Juicy Excerpt: Web sites and radio shows and newspapers report the Dow and S&P numbers every day. How often do you hear the numbers reported adjusted for the effect of overvaluation? At the time when stocks were priced at three times fair value, the Dow was at about 12,000. Shouldn’t the news reports have been saying that the Dow was temporarily priced at 12,000 but that the true value was 4,000? Wouldn’t that have been the more accurate statement given the level of overvaluation?

Comments

  1. Evidence Based Investing says

    On the 8th of August you posted the contents of a quite technical email that you received from Adam Butler. You didn’t add any of your own comments nor indicate if you replied to him or whether you would discuss the matter any further.

    Did you enter into any correspondence with him, and if so, should we expect to see any blogs on that correspondence in the future.

  2. Rob says

    It’s always (usually?) nice to hear from you, Evidence.

    I hadn’t been planning to post any more of my correspondence with Adam. But since you have an interest, I am happy to do so. I will try to get one up this weekend.

    I responded to that initial e-mail with a long one that contained a good number of links to materials at John Walter Russell’s site. Adam suggested that we have a telephone conversation. In preparation for the call, I sent him links to about 20 threads at the SWR Research Group board. Then we had a telephone call that lasted about two hours.

    I think it would be fair to describe us today as “friends.” His wife is due to have a baby and my family has said a rosary that all goes well!
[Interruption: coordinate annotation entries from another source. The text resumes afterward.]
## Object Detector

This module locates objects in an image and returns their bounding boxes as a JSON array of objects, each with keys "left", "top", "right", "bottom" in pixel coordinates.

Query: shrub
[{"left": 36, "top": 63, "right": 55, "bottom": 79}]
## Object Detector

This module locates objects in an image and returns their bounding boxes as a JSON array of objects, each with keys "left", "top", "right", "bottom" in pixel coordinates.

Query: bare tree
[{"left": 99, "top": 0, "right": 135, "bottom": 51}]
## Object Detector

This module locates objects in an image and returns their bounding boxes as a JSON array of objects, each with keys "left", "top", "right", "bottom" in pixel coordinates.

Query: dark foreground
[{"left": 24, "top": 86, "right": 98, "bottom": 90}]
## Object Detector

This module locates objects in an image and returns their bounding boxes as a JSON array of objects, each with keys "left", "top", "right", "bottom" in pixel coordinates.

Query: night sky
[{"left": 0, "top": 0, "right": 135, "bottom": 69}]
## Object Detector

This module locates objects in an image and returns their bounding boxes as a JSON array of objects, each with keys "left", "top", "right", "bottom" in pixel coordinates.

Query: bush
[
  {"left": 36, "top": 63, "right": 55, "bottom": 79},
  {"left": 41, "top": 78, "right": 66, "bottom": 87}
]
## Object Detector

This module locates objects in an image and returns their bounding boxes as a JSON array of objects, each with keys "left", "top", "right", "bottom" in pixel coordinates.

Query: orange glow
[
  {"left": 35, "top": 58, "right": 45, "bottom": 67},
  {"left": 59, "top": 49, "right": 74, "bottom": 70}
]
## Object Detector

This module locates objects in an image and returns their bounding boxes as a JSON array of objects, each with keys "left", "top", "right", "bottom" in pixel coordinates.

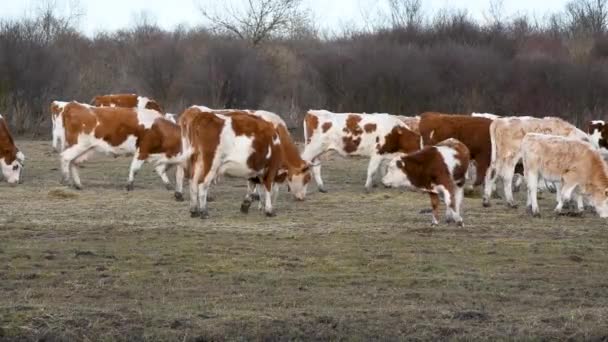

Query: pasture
[{"left": 0, "top": 141, "right": 608, "bottom": 341}]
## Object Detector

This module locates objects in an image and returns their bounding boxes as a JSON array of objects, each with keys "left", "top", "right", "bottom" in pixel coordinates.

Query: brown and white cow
[
  {"left": 302, "top": 110, "right": 420, "bottom": 192},
  {"left": 521, "top": 133, "right": 608, "bottom": 217},
  {"left": 179, "top": 111, "right": 283, "bottom": 219},
  {"left": 180, "top": 106, "right": 311, "bottom": 203},
  {"left": 483, "top": 116, "right": 589, "bottom": 208},
  {"left": 61, "top": 102, "right": 183, "bottom": 192},
  {"left": 420, "top": 112, "right": 492, "bottom": 203},
  {"left": 91, "top": 94, "right": 163, "bottom": 113},
  {"left": 382, "top": 139, "right": 469, "bottom": 227},
  {"left": 0, "top": 115, "right": 25, "bottom": 185}
]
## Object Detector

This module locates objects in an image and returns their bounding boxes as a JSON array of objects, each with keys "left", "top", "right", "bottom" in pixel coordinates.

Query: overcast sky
[{"left": 0, "top": 0, "right": 567, "bottom": 35}]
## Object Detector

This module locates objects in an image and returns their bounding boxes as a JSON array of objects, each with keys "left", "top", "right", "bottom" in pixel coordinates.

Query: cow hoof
[{"left": 241, "top": 201, "right": 251, "bottom": 214}]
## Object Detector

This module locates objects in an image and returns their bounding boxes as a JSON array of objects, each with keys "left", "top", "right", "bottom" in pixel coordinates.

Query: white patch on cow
[
  {"left": 165, "top": 113, "right": 177, "bottom": 124},
  {"left": 0, "top": 158, "right": 22, "bottom": 184},
  {"left": 382, "top": 153, "right": 412, "bottom": 188},
  {"left": 137, "top": 96, "right": 150, "bottom": 109},
  {"left": 136, "top": 108, "right": 162, "bottom": 128},
  {"left": 435, "top": 146, "right": 460, "bottom": 175},
  {"left": 216, "top": 135, "right": 256, "bottom": 178},
  {"left": 195, "top": 106, "right": 213, "bottom": 112}
]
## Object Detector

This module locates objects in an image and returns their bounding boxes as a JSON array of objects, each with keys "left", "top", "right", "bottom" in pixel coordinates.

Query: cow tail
[
  {"left": 302, "top": 114, "right": 308, "bottom": 146},
  {"left": 487, "top": 121, "right": 498, "bottom": 178}
]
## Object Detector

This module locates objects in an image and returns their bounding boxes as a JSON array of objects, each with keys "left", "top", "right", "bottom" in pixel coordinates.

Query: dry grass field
[{"left": 0, "top": 141, "right": 608, "bottom": 341}]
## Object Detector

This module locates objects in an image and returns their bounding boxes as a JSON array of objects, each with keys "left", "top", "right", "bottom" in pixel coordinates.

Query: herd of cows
[{"left": 0, "top": 94, "right": 608, "bottom": 226}]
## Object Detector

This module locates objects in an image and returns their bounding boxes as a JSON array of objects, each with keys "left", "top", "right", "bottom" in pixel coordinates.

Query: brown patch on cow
[
  {"left": 304, "top": 113, "right": 319, "bottom": 144},
  {"left": 363, "top": 123, "right": 378, "bottom": 133},
  {"left": 230, "top": 112, "right": 281, "bottom": 171},
  {"left": 342, "top": 114, "right": 363, "bottom": 136},
  {"left": 419, "top": 112, "right": 492, "bottom": 185},
  {"left": 342, "top": 137, "right": 361, "bottom": 153},
  {"left": 376, "top": 126, "right": 420, "bottom": 154},
  {"left": 137, "top": 118, "right": 182, "bottom": 160},
  {"left": 91, "top": 94, "right": 163, "bottom": 113},
  {"left": 321, "top": 122, "right": 332, "bottom": 133},
  {"left": 397, "top": 140, "right": 469, "bottom": 217},
  {"left": 0, "top": 118, "right": 19, "bottom": 164}
]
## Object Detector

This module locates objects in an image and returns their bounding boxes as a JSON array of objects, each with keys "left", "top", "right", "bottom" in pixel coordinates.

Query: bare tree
[
  {"left": 566, "top": 0, "right": 608, "bottom": 35},
  {"left": 387, "top": 0, "right": 422, "bottom": 28},
  {"left": 199, "top": 0, "right": 308, "bottom": 46}
]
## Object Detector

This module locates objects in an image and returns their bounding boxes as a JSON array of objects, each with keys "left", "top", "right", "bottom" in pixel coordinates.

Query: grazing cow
[
  {"left": 0, "top": 115, "right": 25, "bottom": 185},
  {"left": 471, "top": 113, "right": 502, "bottom": 120},
  {"left": 420, "top": 112, "right": 492, "bottom": 203},
  {"left": 521, "top": 133, "right": 608, "bottom": 217},
  {"left": 382, "top": 139, "right": 469, "bottom": 227},
  {"left": 483, "top": 116, "right": 589, "bottom": 208},
  {"left": 91, "top": 94, "right": 163, "bottom": 113},
  {"left": 180, "top": 106, "right": 311, "bottom": 202},
  {"left": 61, "top": 102, "right": 183, "bottom": 192},
  {"left": 179, "top": 107, "right": 283, "bottom": 219},
  {"left": 302, "top": 110, "right": 420, "bottom": 192},
  {"left": 396, "top": 115, "right": 420, "bottom": 134},
  {"left": 587, "top": 120, "right": 608, "bottom": 154}
]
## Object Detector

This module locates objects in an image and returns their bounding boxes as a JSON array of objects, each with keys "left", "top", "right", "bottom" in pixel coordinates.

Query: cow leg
[
  {"left": 454, "top": 186, "right": 464, "bottom": 227},
  {"left": 127, "top": 150, "right": 146, "bottom": 191},
  {"left": 365, "top": 155, "right": 382, "bottom": 192},
  {"left": 60, "top": 145, "right": 89, "bottom": 188},
  {"left": 482, "top": 162, "right": 497, "bottom": 208},
  {"left": 241, "top": 180, "right": 257, "bottom": 214},
  {"left": 502, "top": 164, "right": 517, "bottom": 209},
  {"left": 175, "top": 165, "right": 184, "bottom": 202},
  {"left": 198, "top": 179, "right": 213, "bottom": 219},
  {"left": 190, "top": 162, "right": 203, "bottom": 217},
  {"left": 312, "top": 159, "right": 327, "bottom": 193},
  {"left": 524, "top": 170, "right": 540, "bottom": 217},
  {"left": 264, "top": 179, "right": 276, "bottom": 217},
  {"left": 429, "top": 192, "right": 440, "bottom": 227},
  {"left": 154, "top": 163, "right": 173, "bottom": 191}
]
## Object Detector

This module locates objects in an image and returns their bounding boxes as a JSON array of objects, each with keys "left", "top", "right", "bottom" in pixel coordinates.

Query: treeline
[{"left": 0, "top": 0, "right": 608, "bottom": 135}]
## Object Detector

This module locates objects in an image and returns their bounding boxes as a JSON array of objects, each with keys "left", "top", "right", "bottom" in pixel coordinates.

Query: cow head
[
  {"left": 382, "top": 153, "right": 412, "bottom": 188},
  {"left": 0, "top": 151, "right": 25, "bottom": 185},
  {"left": 287, "top": 164, "right": 311, "bottom": 201}
]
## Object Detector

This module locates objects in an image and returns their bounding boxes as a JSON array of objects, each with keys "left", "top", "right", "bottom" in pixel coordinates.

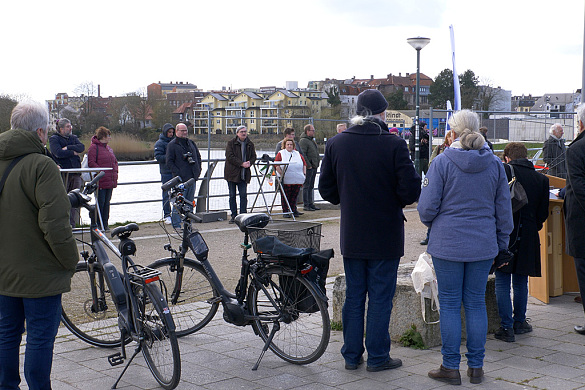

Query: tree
[
  {"left": 0, "top": 95, "right": 18, "bottom": 132},
  {"left": 459, "top": 69, "right": 479, "bottom": 109},
  {"left": 325, "top": 86, "right": 341, "bottom": 107},
  {"left": 429, "top": 69, "right": 455, "bottom": 109},
  {"left": 385, "top": 88, "right": 408, "bottom": 110}
]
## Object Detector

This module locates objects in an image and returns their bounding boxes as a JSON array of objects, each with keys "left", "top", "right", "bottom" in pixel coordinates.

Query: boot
[
  {"left": 467, "top": 367, "right": 483, "bottom": 384},
  {"left": 429, "top": 364, "right": 461, "bottom": 385}
]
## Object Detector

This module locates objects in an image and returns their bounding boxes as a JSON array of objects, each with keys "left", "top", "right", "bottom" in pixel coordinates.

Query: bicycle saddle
[
  {"left": 235, "top": 213, "right": 270, "bottom": 233},
  {"left": 254, "top": 236, "right": 315, "bottom": 257},
  {"left": 111, "top": 223, "right": 140, "bottom": 238}
]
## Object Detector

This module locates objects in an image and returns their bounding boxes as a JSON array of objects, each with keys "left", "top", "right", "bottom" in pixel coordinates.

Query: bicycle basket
[{"left": 248, "top": 221, "right": 321, "bottom": 251}]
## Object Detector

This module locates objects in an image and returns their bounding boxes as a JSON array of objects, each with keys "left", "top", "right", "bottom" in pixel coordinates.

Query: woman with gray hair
[{"left": 417, "top": 110, "right": 513, "bottom": 385}]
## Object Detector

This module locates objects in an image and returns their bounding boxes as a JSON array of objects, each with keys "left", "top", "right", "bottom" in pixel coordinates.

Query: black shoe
[
  {"left": 428, "top": 364, "right": 461, "bottom": 385},
  {"left": 345, "top": 356, "right": 364, "bottom": 370},
  {"left": 573, "top": 325, "right": 585, "bottom": 334},
  {"left": 366, "top": 358, "right": 402, "bottom": 372},
  {"left": 514, "top": 320, "right": 532, "bottom": 334},
  {"left": 494, "top": 326, "right": 516, "bottom": 343}
]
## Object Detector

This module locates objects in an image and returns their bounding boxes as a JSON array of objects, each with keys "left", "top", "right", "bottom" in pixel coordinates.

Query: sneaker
[
  {"left": 366, "top": 358, "right": 402, "bottom": 372},
  {"left": 494, "top": 326, "right": 516, "bottom": 343},
  {"left": 514, "top": 320, "right": 532, "bottom": 334}
]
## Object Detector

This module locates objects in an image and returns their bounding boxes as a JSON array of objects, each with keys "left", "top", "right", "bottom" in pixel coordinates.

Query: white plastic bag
[
  {"left": 410, "top": 252, "right": 440, "bottom": 324},
  {"left": 81, "top": 153, "right": 91, "bottom": 181}
]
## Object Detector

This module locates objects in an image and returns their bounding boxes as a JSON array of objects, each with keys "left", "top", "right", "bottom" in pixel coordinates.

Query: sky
[{"left": 0, "top": 0, "right": 585, "bottom": 101}]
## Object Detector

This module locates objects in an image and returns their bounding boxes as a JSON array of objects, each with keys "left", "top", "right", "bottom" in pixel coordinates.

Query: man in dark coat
[
  {"left": 49, "top": 118, "right": 85, "bottom": 227},
  {"left": 223, "top": 126, "right": 256, "bottom": 223},
  {"left": 495, "top": 142, "right": 549, "bottom": 342},
  {"left": 542, "top": 123, "right": 567, "bottom": 179},
  {"left": 319, "top": 90, "right": 421, "bottom": 371},
  {"left": 563, "top": 104, "right": 585, "bottom": 335},
  {"left": 166, "top": 123, "right": 201, "bottom": 229},
  {"left": 154, "top": 123, "right": 175, "bottom": 225}
]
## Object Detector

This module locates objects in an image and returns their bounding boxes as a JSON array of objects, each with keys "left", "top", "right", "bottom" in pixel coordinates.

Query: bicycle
[
  {"left": 149, "top": 177, "right": 333, "bottom": 370},
  {"left": 61, "top": 172, "right": 181, "bottom": 389}
]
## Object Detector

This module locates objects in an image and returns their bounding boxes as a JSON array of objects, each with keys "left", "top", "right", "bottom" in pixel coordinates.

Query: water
[{"left": 81, "top": 149, "right": 321, "bottom": 225}]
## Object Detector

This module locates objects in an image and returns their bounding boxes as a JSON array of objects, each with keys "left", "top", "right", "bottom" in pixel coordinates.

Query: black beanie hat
[{"left": 357, "top": 89, "right": 388, "bottom": 116}]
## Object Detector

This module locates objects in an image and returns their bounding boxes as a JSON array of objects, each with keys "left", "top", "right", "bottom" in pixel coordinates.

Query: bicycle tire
[
  {"left": 248, "top": 266, "right": 331, "bottom": 364},
  {"left": 138, "top": 283, "right": 181, "bottom": 389},
  {"left": 61, "top": 262, "right": 125, "bottom": 348},
  {"left": 149, "top": 257, "right": 220, "bottom": 337}
]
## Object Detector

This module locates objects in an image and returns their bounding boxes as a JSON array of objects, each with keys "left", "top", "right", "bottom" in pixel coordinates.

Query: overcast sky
[{"left": 0, "top": 0, "right": 584, "bottom": 100}]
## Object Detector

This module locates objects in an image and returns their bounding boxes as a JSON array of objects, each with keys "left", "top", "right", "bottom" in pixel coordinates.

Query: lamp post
[{"left": 406, "top": 37, "right": 431, "bottom": 175}]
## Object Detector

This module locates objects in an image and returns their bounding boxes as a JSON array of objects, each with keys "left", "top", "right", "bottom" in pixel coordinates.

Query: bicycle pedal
[{"left": 108, "top": 352, "right": 124, "bottom": 367}]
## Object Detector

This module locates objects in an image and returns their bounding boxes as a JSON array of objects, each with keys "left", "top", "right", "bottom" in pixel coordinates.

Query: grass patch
[{"left": 400, "top": 324, "right": 427, "bottom": 349}]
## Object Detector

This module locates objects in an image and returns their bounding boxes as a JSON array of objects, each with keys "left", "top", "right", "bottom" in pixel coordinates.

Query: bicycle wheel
[
  {"left": 133, "top": 283, "right": 181, "bottom": 389},
  {"left": 149, "top": 258, "right": 220, "bottom": 337},
  {"left": 248, "top": 266, "right": 331, "bottom": 364},
  {"left": 61, "top": 262, "right": 122, "bottom": 348}
]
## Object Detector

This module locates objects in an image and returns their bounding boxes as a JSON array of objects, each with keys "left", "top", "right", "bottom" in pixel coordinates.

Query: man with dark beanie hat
[{"left": 319, "top": 90, "right": 420, "bottom": 371}]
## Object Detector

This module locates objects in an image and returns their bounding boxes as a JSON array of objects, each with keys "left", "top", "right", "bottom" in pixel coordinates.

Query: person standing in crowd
[
  {"left": 319, "top": 89, "right": 420, "bottom": 371},
  {"left": 417, "top": 110, "right": 514, "bottom": 385},
  {"left": 408, "top": 122, "right": 429, "bottom": 172},
  {"left": 274, "top": 127, "right": 303, "bottom": 156},
  {"left": 479, "top": 126, "right": 494, "bottom": 152},
  {"left": 223, "top": 126, "right": 256, "bottom": 223},
  {"left": 542, "top": 123, "right": 567, "bottom": 179},
  {"left": 87, "top": 126, "right": 118, "bottom": 231},
  {"left": 274, "top": 138, "right": 307, "bottom": 218},
  {"left": 420, "top": 130, "right": 453, "bottom": 245},
  {"left": 154, "top": 123, "right": 175, "bottom": 225},
  {"left": 49, "top": 118, "right": 85, "bottom": 227},
  {"left": 166, "top": 123, "right": 201, "bottom": 230},
  {"left": 495, "top": 142, "right": 549, "bottom": 342},
  {"left": 557, "top": 104, "right": 585, "bottom": 335},
  {"left": 299, "top": 124, "right": 321, "bottom": 211},
  {"left": 0, "top": 102, "right": 79, "bottom": 389}
]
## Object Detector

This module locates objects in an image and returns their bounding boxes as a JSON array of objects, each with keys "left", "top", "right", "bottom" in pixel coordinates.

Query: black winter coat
[
  {"left": 319, "top": 121, "right": 420, "bottom": 259},
  {"left": 504, "top": 158, "right": 549, "bottom": 276},
  {"left": 166, "top": 137, "right": 201, "bottom": 182},
  {"left": 223, "top": 136, "right": 256, "bottom": 183},
  {"left": 564, "top": 131, "right": 585, "bottom": 258}
]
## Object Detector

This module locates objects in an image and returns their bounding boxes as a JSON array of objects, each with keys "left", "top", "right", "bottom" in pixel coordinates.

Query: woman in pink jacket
[{"left": 87, "top": 126, "right": 118, "bottom": 231}]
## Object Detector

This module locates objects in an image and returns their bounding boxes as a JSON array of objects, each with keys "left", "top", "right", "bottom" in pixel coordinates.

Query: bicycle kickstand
[
  {"left": 112, "top": 343, "right": 142, "bottom": 389},
  {"left": 252, "top": 321, "right": 280, "bottom": 371}
]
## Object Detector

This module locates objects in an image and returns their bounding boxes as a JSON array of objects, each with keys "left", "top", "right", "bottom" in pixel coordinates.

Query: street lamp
[{"left": 406, "top": 37, "right": 432, "bottom": 175}]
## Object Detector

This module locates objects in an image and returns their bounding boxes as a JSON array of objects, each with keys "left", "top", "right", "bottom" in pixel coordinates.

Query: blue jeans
[
  {"left": 496, "top": 270, "right": 528, "bottom": 328},
  {"left": 97, "top": 188, "right": 114, "bottom": 229},
  {"left": 160, "top": 173, "right": 173, "bottom": 218},
  {"left": 433, "top": 257, "right": 493, "bottom": 370},
  {"left": 171, "top": 183, "right": 197, "bottom": 229},
  {"left": 0, "top": 294, "right": 61, "bottom": 390},
  {"left": 228, "top": 180, "right": 248, "bottom": 218},
  {"left": 341, "top": 257, "right": 400, "bottom": 367}
]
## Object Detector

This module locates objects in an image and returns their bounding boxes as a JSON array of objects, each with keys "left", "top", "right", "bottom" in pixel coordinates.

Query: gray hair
[
  {"left": 10, "top": 100, "right": 49, "bottom": 132},
  {"left": 57, "top": 118, "right": 71, "bottom": 130},
  {"left": 548, "top": 123, "right": 563, "bottom": 135}
]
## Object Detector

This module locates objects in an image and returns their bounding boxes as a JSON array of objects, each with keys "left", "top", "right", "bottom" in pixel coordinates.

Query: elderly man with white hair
[{"left": 542, "top": 123, "right": 567, "bottom": 179}]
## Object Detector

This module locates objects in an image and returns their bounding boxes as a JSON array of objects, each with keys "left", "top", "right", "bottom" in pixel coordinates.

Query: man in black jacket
[
  {"left": 319, "top": 89, "right": 420, "bottom": 371},
  {"left": 223, "top": 126, "right": 256, "bottom": 223},
  {"left": 49, "top": 118, "right": 85, "bottom": 227},
  {"left": 166, "top": 123, "right": 201, "bottom": 229}
]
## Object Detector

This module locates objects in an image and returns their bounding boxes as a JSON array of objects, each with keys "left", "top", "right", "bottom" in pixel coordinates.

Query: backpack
[{"left": 508, "top": 164, "right": 528, "bottom": 213}]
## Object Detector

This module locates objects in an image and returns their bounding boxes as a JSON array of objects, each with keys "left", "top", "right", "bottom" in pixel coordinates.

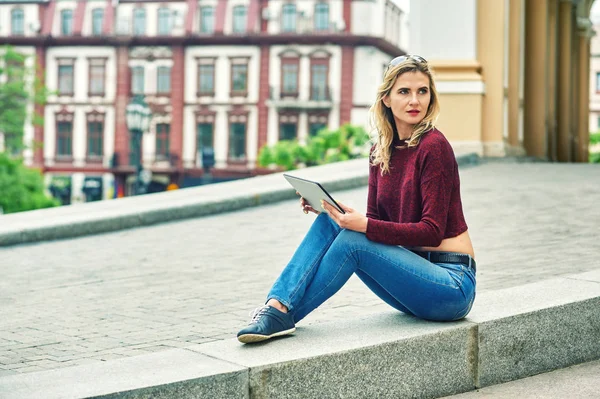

I told him that I would be happy to help him out in any way that I could and he told me that he would be happy to help me out in any way that he could.

    Adam and I agree on all the big picture issues and we agree that the Old School SWR studies are in error. I don’t think we are in precise agreement as to the better way to handle SWRs. As you know, the technical details are not my strong point, so we did not focus on those aspects of the question in our call. He was very interested in the work John did and my sense is that he is going to explore it in more depth. We were both of course saddened that John was not able to participate on the call. Adam would obviously have learned more and John would of course loved to have had an opportunity to help out in that way. Adam has a very strong technical background.

    I have no major objection to what Adam does and Adam has no major objection to what I do. We both agree that the big problem is that there is not enough forward movement being achieved here because marketing considerations are the dominant influence today on what is said re retirement planning by The Stock-Selling Industry.